Hürriyet Ombudsmanı Bildirici cepheyi genişletti
Hürriyet gazetesi okur temsilcisi Faruk Bildirici, basın organlarının haberlerde, sosyal medya hesaplarında ürün yerleştirmelerini eleştirdi. Konuyu gündeme getirirken, sadece Hürriyet yapıyormuş gibi algı oluşmasını istemediğini belirten Bildirici, Sabah, Habertürk ve Vatan gazetelerine de uzanan bir yazı kalemi aldı.
Hürriyet gazetesi okur temsilcisi Faruk Bildirici , haberlerde ürün yerleştirmeyle ilgili konuyu gündeme getirirken, kendi gazetesi dışında Sabah, Habertürk ve Vatan gazetelerine uzanan bir yazı kalemi aldı.
Bildirici'nn bugünkü köşesinde şunları yazdı:
"Aslında defalarca yazdım ama sanırım yine de yanlış anlaşılmaya devam ediyor.
Ben Hürriyet gazetesinin okur temsilcisi yani ombudsmanıyım.
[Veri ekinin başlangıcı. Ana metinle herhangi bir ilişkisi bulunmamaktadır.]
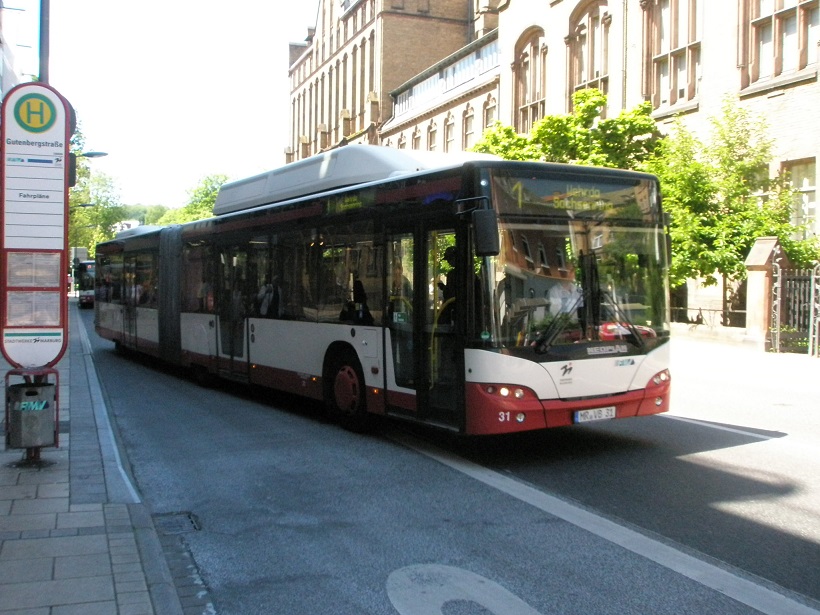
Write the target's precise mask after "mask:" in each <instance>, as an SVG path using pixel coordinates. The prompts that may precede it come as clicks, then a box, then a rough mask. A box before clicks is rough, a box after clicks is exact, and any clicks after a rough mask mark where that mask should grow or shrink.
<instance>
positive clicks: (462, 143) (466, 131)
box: [461, 105, 475, 151]
mask: <svg viewBox="0 0 820 615" xmlns="http://www.w3.org/2000/svg"><path fill="white" fill-rule="evenodd" d="M462 120H463V125H462V127H461V135H462V142H461V149H463V150H465V151H466V150H470V149H471V148H472V147H473V146H474V145H475V125H474V124H473V121H474V120H475V115H474V114H473V108H472V107H471V106H470V105H467V110H466V111H464V116H463V118H462Z"/></svg>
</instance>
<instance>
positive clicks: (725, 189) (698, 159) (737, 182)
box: [645, 99, 818, 286]
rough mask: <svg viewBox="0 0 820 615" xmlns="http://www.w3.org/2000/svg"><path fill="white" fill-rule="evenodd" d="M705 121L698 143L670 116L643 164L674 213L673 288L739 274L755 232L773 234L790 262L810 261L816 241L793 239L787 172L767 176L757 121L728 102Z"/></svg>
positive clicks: (761, 137)
mask: <svg viewBox="0 0 820 615" xmlns="http://www.w3.org/2000/svg"><path fill="white" fill-rule="evenodd" d="M710 124H711V131H710V139H709V141H708V142H707V143H704V142H702V141H700V140H699V139H698V138H697V137H696V136H695V135H694V134H693V133H692V132H690V131H689V130H687V129H686V127H685V126H684V124H683V123H682V122H681V121H680V120H678V121H676V123H675V125H674V127H673V130H672V131H671V133H670V135H669V136H668V137H667V138H666V139H664V140H663V142H662V143H661V144H660V145H659V147H658V152H657V156H656V157H654V158H653V159H651V160H649V161H647V163H646V165H645V168H646V170H648V171H650V172H652V173H654V174H656V175H657V176H658V177H659V178H660V180H661V188H662V193H663V197H664V207H665V209H666V211H668V212H669V213H670V214H671V217H672V224H671V227H670V236H671V240H672V263H671V280H672V284H673V286H677V285H680V284H682V283H684V281H685V280H686V279H687V278H702V279H703V280H704V283H705V284H706V285H710V284H716V283H717V281H718V276H723V277H725V278H726V279H729V280H740V279H743V278H745V276H746V266H745V259H746V256H747V255H748V253H749V250H750V249H751V247H752V245H753V244H754V242H755V240H756V239H757V238H759V237H767V236H776V237H778V238H779V240H780V243H781V245H782V246H783V248H784V250H785V251H786V253H787V255H788V256H789V258H790V259H791V260H792V262H794V263H795V264H802V265H805V264H808V263H810V262H811V261H812V260H814V259H816V258H817V256H818V249H817V248H818V246H817V242H816V240H796V239H794V237H795V236H796V235H798V234H800V232H801V230H802V229H800V228H799V227H796V226H794V225H793V224H792V223H791V212H792V208H793V207H794V190H793V189H792V187H791V185H790V184H789V181H788V177H785V176H782V175H780V176H777V177H775V178H773V179H772V178H770V177H769V172H768V168H769V162H770V161H771V160H772V158H773V152H772V148H773V141H772V139H771V138H769V136H768V135H767V131H766V125H765V123H764V122H763V121H762V119H760V118H758V117H755V116H753V115H752V114H751V113H750V112H749V111H748V110H745V109H743V108H741V107H739V106H737V105H736V103H735V102H734V101H732V100H730V99H727V100H726V101H724V104H723V107H722V110H721V114H720V115H719V116H717V117H713V118H712V119H711V121H710Z"/></svg>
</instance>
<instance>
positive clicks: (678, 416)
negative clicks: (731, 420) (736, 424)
mask: <svg viewBox="0 0 820 615" xmlns="http://www.w3.org/2000/svg"><path fill="white" fill-rule="evenodd" d="M661 417H662V418H665V419H672V420H673V421H682V422H684V423H692V424H694V425H700V426H701V427H709V428H710V429H719V430H720V431H728V432H729V433H736V434H740V435H741V436H748V437H750V438H757V439H758V440H773V439H774V437H773V436H764V435H761V434H759V433H754V432H751V431H744V430H742V429H735V428H734V427H724V426H722V425H716V424H714V423H710V422H708V421H701V420H698V419H689V418H686V417H683V416H673V415H671V414H662V415H661Z"/></svg>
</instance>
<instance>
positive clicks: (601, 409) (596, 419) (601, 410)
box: [575, 406, 615, 423]
mask: <svg viewBox="0 0 820 615" xmlns="http://www.w3.org/2000/svg"><path fill="white" fill-rule="evenodd" d="M614 418H615V406H607V407H606V408H591V409H590V410H578V411H577V412H576V413H575V422H576V423H588V422H589V421H605V420H607V419H614Z"/></svg>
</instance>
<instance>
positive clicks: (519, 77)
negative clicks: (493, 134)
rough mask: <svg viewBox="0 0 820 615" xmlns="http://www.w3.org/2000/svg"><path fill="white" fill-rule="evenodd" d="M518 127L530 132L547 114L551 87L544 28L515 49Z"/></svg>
mask: <svg viewBox="0 0 820 615" xmlns="http://www.w3.org/2000/svg"><path fill="white" fill-rule="evenodd" d="M513 70H514V71H515V108H516V110H517V114H516V126H515V128H516V130H517V131H518V132H521V133H526V132H529V131H530V129H531V128H532V125H533V124H534V123H535V122H536V121H538V120H540V119H541V118H542V117H544V114H545V106H546V100H545V99H546V89H547V45H546V42H545V40H544V31H543V30H541V29H537V30H533V31H531V32H529V33H528V34H526V35H525V36H524V37H522V39H521V40H520V41H519V43H518V44H517V45H516V48H515V63H514V65H513Z"/></svg>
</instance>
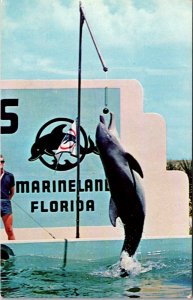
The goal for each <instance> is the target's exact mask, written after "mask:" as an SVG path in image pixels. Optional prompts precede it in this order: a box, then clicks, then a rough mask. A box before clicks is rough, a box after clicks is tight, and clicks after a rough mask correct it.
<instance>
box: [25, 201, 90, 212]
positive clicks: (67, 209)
mask: <svg viewBox="0 0 193 300" xmlns="http://www.w3.org/2000/svg"><path fill="white" fill-rule="evenodd" d="M76 205H77V204H76V202H75V201H73V200H70V201H67V200H62V201H55V200H53V201H46V202H44V201H32V202H31V213H35V212H41V213H47V212H51V213H56V212H73V211H75V210H76ZM77 207H78V210H79V211H80V212H81V211H87V212H93V211H95V203H94V200H87V201H83V200H79V201H78V206H77Z"/></svg>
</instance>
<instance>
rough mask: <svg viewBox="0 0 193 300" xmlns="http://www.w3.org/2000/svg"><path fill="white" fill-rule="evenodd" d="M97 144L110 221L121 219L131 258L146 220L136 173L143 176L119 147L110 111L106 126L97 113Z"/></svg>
mask: <svg viewBox="0 0 193 300" xmlns="http://www.w3.org/2000/svg"><path fill="white" fill-rule="evenodd" d="M96 145H97V147H98V150H99V154H100V158H101V161H102V163H103V167H104V171H105V174H106V177H107V180H108V183H109V189H110V193H111V199H110V205H109V216H110V221H111V223H112V225H113V226H116V219H117V217H119V218H120V219H121V221H122V223H123V226H124V230H125V240H124V244H123V247H122V252H124V251H125V252H126V253H128V255H129V256H130V257H132V256H133V255H134V254H135V252H136V249H137V247H138V245H139V242H140V239H141V236H142V232H143V225H144V219H145V197H144V192H143V189H142V186H141V183H140V178H139V176H138V174H139V175H140V176H141V177H142V178H143V172H142V169H141V167H140V165H139V163H138V162H137V161H136V159H135V158H134V157H133V156H132V155H131V154H129V153H127V152H125V150H124V149H123V147H122V146H121V144H120V141H119V137H118V134H117V131H116V127H115V117H114V114H113V113H110V124H109V126H108V127H107V126H106V125H105V119H104V117H103V116H102V115H101V116H100V122H99V124H98V126H97V130H96ZM137 173H138V174H137ZM125 271H127V270H125ZM122 274H124V272H123V273H122Z"/></svg>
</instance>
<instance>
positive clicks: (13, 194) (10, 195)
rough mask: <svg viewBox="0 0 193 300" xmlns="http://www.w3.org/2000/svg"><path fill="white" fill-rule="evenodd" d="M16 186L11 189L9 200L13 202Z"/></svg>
mask: <svg viewBox="0 0 193 300" xmlns="http://www.w3.org/2000/svg"><path fill="white" fill-rule="evenodd" d="M14 191H15V190H14V186H12V187H11V189H10V194H9V199H10V200H11V198H12V197H13V195H14Z"/></svg>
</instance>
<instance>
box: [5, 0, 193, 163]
mask: <svg viewBox="0 0 193 300" xmlns="http://www.w3.org/2000/svg"><path fill="white" fill-rule="evenodd" d="M1 5H2V12H1V14H2V18H1V19H2V20H3V21H2V23H3V30H2V33H3V34H2V55H1V56H2V67H1V69H2V71H1V78H2V79H33V80H34V79H77V66H78V38H79V1H77V0H33V1H31V0H20V1H15V0H1ZM82 5H83V7H84V10H85V12H86V16H87V19H88V22H89V24H90V27H91V28H92V31H93V33H94V36H95V38H96V41H97V44H98V46H99V49H100V51H101V53H102V55H103V58H104V60H105V62H106V65H107V66H108V68H109V71H108V72H107V74H106V73H104V72H103V70H102V68H101V65H100V62H99V60H98V57H97V54H96V51H95V49H94V46H93V43H92V41H91V38H90V36H89V33H88V30H87V28H86V26H85V25H84V31H83V65H82V78H83V79H95V78H96V79H105V78H108V79H137V80H139V81H140V82H141V84H142V85H143V88H144V111H145V112H155V113H160V114H161V115H162V116H163V117H164V118H165V120H166V125H167V158H168V159H190V158H191V152H192V150H191V135H192V134H191V128H192V124H191V103H192V101H191V99H192V98H191V97H192V95H191V85H192V80H191V59H192V56H191V55H192V49H191V47H192V41H191V37H192V33H191V30H192V28H191V22H192V20H191V18H192V15H191V14H192V1H191V0H169V1H168V0H145V1H142V0H96V1H94V0H82Z"/></svg>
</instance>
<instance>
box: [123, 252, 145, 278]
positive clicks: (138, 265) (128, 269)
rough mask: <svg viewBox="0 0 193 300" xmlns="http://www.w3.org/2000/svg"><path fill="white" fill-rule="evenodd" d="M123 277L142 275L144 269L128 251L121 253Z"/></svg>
mask: <svg viewBox="0 0 193 300" xmlns="http://www.w3.org/2000/svg"><path fill="white" fill-rule="evenodd" d="M120 269H121V276H123V277H124V276H127V275H134V276H136V275H138V274H140V273H141V270H142V267H141V264H140V262H139V261H138V260H137V259H136V258H135V257H130V256H129V255H128V253H127V252H126V251H123V252H122V253H121V257H120Z"/></svg>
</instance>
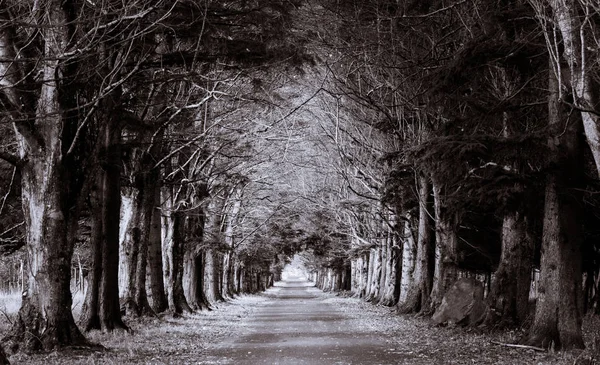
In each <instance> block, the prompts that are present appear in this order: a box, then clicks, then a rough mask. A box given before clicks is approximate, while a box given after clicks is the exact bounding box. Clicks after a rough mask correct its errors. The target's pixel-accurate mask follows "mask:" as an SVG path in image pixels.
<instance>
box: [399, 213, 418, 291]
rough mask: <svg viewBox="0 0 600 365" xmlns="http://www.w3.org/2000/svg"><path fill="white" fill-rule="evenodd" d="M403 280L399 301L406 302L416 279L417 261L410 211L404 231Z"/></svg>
mask: <svg viewBox="0 0 600 365" xmlns="http://www.w3.org/2000/svg"><path fill="white" fill-rule="evenodd" d="M402 238H403V245H402V280H401V283H400V297H399V299H398V300H399V302H404V301H405V300H406V297H407V295H408V288H409V287H410V286H411V285H412V281H413V280H414V277H413V272H414V270H415V263H416V253H417V252H416V251H417V244H416V242H415V238H414V236H413V229H412V217H411V215H410V213H408V214H407V215H406V220H405V221H404V232H403V233H402Z"/></svg>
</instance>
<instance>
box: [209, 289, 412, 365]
mask: <svg viewBox="0 0 600 365" xmlns="http://www.w3.org/2000/svg"><path fill="white" fill-rule="evenodd" d="M267 295H268V296H269V300H268V301H267V302H264V303H263V305H262V307H261V308H259V309H258V310H257V311H256V312H255V313H254V314H253V315H252V316H250V317H249V318H247V319H246V320H245V321H244V326H243V327H240V332H239V333H238V334H237V335H236V336H235V337H231V338H228V339H226V340H225V341H223V342H221V343H219V344H216V345H215V346H212V347H210V348H209V349H208V351H207V357H206V358H205V360H204V361H203V362H201V363H202V364H290V365H291V364H397V363H398V362H399V360H401V359H406V360H407V359H408V358H409V357H410V356H409V355H406V354H405V355H399V354H394V353H393V349H391V350H390V348H389V346H387V344H386V341H385V339H384V338H383V336H382V334H380V333H377V332H375V331H372V332H357V331H355V330H354V323H353V322H354V320H353V318H351V317H349V316H348V315H346V314H345V313H344V312H343V311H342V310H340V308H339V307H337V306H335V305H334V304H332V303H328V302H327V299H328V298H329V296H328V295H326V294H324V293H322V292H321V291H319V290H318V289H316V288H314V287H312V286H311V284H310V283H308V282H306V281H302V280H299V279H296V280H294V279H291V280H288V281H286V282H282V283H279V285H278V286H276V287H275V288H273V289H271V290H269V291H268V293H267Z"/></svg>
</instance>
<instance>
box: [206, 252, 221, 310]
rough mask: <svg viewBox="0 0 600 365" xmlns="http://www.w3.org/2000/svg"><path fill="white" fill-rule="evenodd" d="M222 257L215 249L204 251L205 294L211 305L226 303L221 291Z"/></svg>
mask: <svg viewBox="0 0 600 365" xmlns="http://www.w3.org/2000/svg"><path fill="white" fill-rule="evenodd" d="M220 256H221V255H220V254H219V253H218V252H216V250H215V249H213V248H206V249H204V293H205V295H206V298H207V299H208V302H209V303H216V302H222V301H224V299H223V297H222V296H221V289H220V265H219V260H220Z"/></svg>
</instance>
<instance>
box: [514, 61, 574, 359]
mask: <svg viewBox="0 0 600 365" xmlns="http://www.w3.org/2000/svg"><path fill="white" fill-rule="evenodd" d="M549 74H550V77H549V79H550V81H549V90H550V95H549V100H548V120H549V124H550V129H551V132H552V137H553V138H551V139H550V140H549V147H550V150H551V152H552V159H553V162H554V164H555V169H554V170H553V171H551V173H550V176H549V177H548V180H547V182H546V202H545V207H544V233H543V238H542V239H543V241H542V257H541V261H540V278H541V279H540V283H539V290H538V298H537V305H536V310H535V318H534V322H533V325H532V326H531V328H530V329H529V334H528V336H527V338H526V339H525V343H527V344H530V345H535V346H541V347H547V348H551V347H554V348H556V349H571V348H583V347H584V344H583V337H582V332H581V321H582V320H581V316H582V314H581V312H582V308H583V304H582V302H581V301H582V295H583V292H582V290H581V289H582V288H581V285H582V283H581V259H582V258H581V244H582V241H583V230H582V226H581V223H580V222H582V211H581V207H580V202H581V179H582V177H583V156H582V149H581V146H580V141H579V133H580V132H581V129H582V124H581V120H580V119H578V118H575V117H574V114H573V113H570V111H566V110H564V109H565V108H564V106H563V105H561V104H560V101H559V98H558V82H557V80H556V78H555V77H554V74H553V73H552V72H550V73H549Z"/></svg>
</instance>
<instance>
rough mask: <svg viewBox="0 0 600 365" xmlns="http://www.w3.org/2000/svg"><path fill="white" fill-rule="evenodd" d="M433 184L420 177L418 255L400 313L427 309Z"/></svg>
mask: <svg viewBox="0 0 600 365" xmlns="http://www.w3.org/2000/svg"><path fill="white" fill-rule="evenodd" d="M430 196H431V184H430V183H429V179H428V178H427V177H425V176H420V177H419V228H418V235H417V243H416V245H417V247H416V248H417V256H416V258H415V267H414V270H413V272H412V280H410V281H409V286H408V288H407V289H406V292H407V293H406V298H405V299H404V300H403V301H400V302H399V303H398V306H397V307H398V311H399V312H400V313H417V312H419V311H421V310H422V309H427V303H428V302H429V294H430V293H431V287H432V280H433V270H432V269H433V265H432V263H433V243H434V240H433V239H434V235H433V220H432V219H431V217H432V212H433V209H432V208H433V207H432V206H431V200H430Z"/></svg>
O nedenle Hürriyet’te gördüğüm etik sorunları dile getiriyor; gazetemin yanlışlardan arınmasına ve gazetecilik kalitesinin yükselmesine katkıda bulunmaya çalışıyorum.
Ama sadece Hürriyet’i yazmam, dile getirdiğim etik sorunların sadece Hürriyet’te olduğu anlamına gelmiyor. Hürriyet’teki sorunlar, Türkiye’deki bütün medya kuruluşlarında da üç aşağı beş yukarı yaşanıyor. Medya mensuplarının yazdıklarımı sadece Hürriyet’e özgü kabul etmesi, oradan hareketle tartışması, yazılar yazması hem haksızlık hem de sorunun gerçek boyutlarını görmezden gelmek.
Örneğin, bir süre önce Instagram’da “ürün yerleştirme” konusunda bir yazı yazdım. Kimileri bunu medyanın genel sorunu olarak görüp üzerine gitmek yerine, yine Hürriyet (ve Doğan Medya Grubu) üzerinden yazıp çizmeyi yeğledi. Oysa başka medya kuruluşlarında da Instagram’da “ürün yerleştirme” yapanlar var. Somutlaştırmak açısından üç örnek vereyim. Sabah’ın Günaydın ekinde yazan 683 bin takipçisi olan bir kadın yazarın, Habertürk’te yazan 56 bin takipçisi olan yazarın ya da Vatan’da yazan 23 bin takipçili bir erkek yazarın hesaplarına bir bakın. Marka çantalardan mekânlara, mağazalara ve giysilere kadar ürün yerleştirmelerle dolu değil mi?
Bu kadar da değil, başka medya kuruluşlarında da tatil yörelerinde mekân açan, sevgilisinin Alaçatı’daki mekânını sosyal medyada tanıtan, Instagram’da ürün yerleştirme yapan, yüksek ücretlerle DJ’lik yapan, bütün gezilere kendisi giden servis yöneticisi, tatillerini bedavaya getiren, arşiv fotoğraflarını satan, dışarıya fotoğraf çeken, partilere parayla ünlü götüren ve katılan isimler yok mu? Elbette var ve öbür medya kuruluşlarında bunlar görmezden geliniyor.
Hürriyet’in farkı tam da burada. Biz bunları açıkça, okurun ve tüm medyanın gözleri önünde tartışıyoruz. Hatalardan arınmaya çalışıyoruz; bunu da şeffaf biçimde yapıyoruz. Okura ve mesleğimize saygının gereği bu. Ders çıkarmak ve örnek almak yerine üzerinde tepinmek niye?"